Frank Heckenbach wrote:
Markus Gerwinski wrote:
The point is: I'm writing an API where I'd like to give the application developer the possibility to pass a method as an initialization parameter to the constructors of some objects. For example to an intermediate wrapper that turns rows of an SQL result set into objects and vice versa.
Can you expand a bit on this example? I'm not sure I can really imagine why this is really necessary? Are the methods that you pass defined in the library and/or the application? Do you need to pass arbitrarily many different methods per object type (so virtual methods won't do)? Do you need it for static and/or virtual methods?
The methods will be defined in the application. The API will provide a "method variable" parameter to pass them. I don't quite understand the question with the many different methods per object. As for static/virtual, I believe in 99% of all cases static methods will do; however, I'm not sure if the case might arise some day I need to pass a virtual (or even abstract) method.
Imagine something like this:
(* Code of the API: *)
type
tGetIntegerAttr = Function: integer; method; tSetIntegerAttr = Procedure ( aValue: integer ); method;
tDBReader = object ... Procedure addAttribute ( const aFieldName: string; aGetter: tGetIntegerAttr; aSetter: tSetIntegerAttr ); ... end (* tDBReader *);
tDBReader is, in this case, a generic object to read/write database tables and transform them into (different types of) objects.
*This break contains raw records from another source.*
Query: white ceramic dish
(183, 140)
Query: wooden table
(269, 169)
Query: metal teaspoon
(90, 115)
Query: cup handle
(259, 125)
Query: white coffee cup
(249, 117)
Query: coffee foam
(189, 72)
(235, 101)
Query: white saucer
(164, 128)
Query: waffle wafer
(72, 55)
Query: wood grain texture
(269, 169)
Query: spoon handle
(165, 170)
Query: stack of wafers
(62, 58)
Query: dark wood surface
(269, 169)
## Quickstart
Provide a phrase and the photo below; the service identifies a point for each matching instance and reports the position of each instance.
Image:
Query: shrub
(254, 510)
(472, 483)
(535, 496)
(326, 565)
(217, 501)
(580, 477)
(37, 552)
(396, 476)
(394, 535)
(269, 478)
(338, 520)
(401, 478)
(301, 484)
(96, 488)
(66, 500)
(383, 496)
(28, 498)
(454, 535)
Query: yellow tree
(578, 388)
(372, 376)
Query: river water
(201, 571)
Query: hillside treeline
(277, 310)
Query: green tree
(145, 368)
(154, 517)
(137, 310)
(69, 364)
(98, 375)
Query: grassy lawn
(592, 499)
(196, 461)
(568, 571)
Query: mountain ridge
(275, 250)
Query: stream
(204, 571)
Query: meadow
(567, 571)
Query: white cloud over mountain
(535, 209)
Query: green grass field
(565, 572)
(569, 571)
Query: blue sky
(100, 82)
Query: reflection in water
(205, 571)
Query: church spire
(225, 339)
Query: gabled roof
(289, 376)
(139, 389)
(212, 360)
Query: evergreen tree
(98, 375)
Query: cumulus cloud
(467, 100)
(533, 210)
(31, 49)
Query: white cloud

(* Code of the application: *)
type
tPerson = object ... Function getYearOfBirth: integer; Procedure setYearOfBirth ( aValue: integer ); end (* tPerson *);
var PersonReader: pDBReader;
(* And inside some DB access initialization: *) ... PersonReader^ .addAttribute ( 'YearOfBirth', tPerson.getYearOfBirth, tPerson.setYearOfBirth ); ...
Calling addAttribute like this should, in my example, tell the PersonReader instance to take, for any given tPerson instance, the year of birth out of the 'YearOfBirth' field in the according database table and pass it to the tPerson using the setYearOfBirth method; when writing it back to the database, the PersonReader shall use the getYearOfBirth method to get the value out of the object and write it back into the field 'YearOfBirth' in the DB.
I assume getYearOfBirth and setYearOfBirth will almost always be static methods. However, as I said above, I cannot say for sure I won't some day have a situation where I need a virtual or abstract one.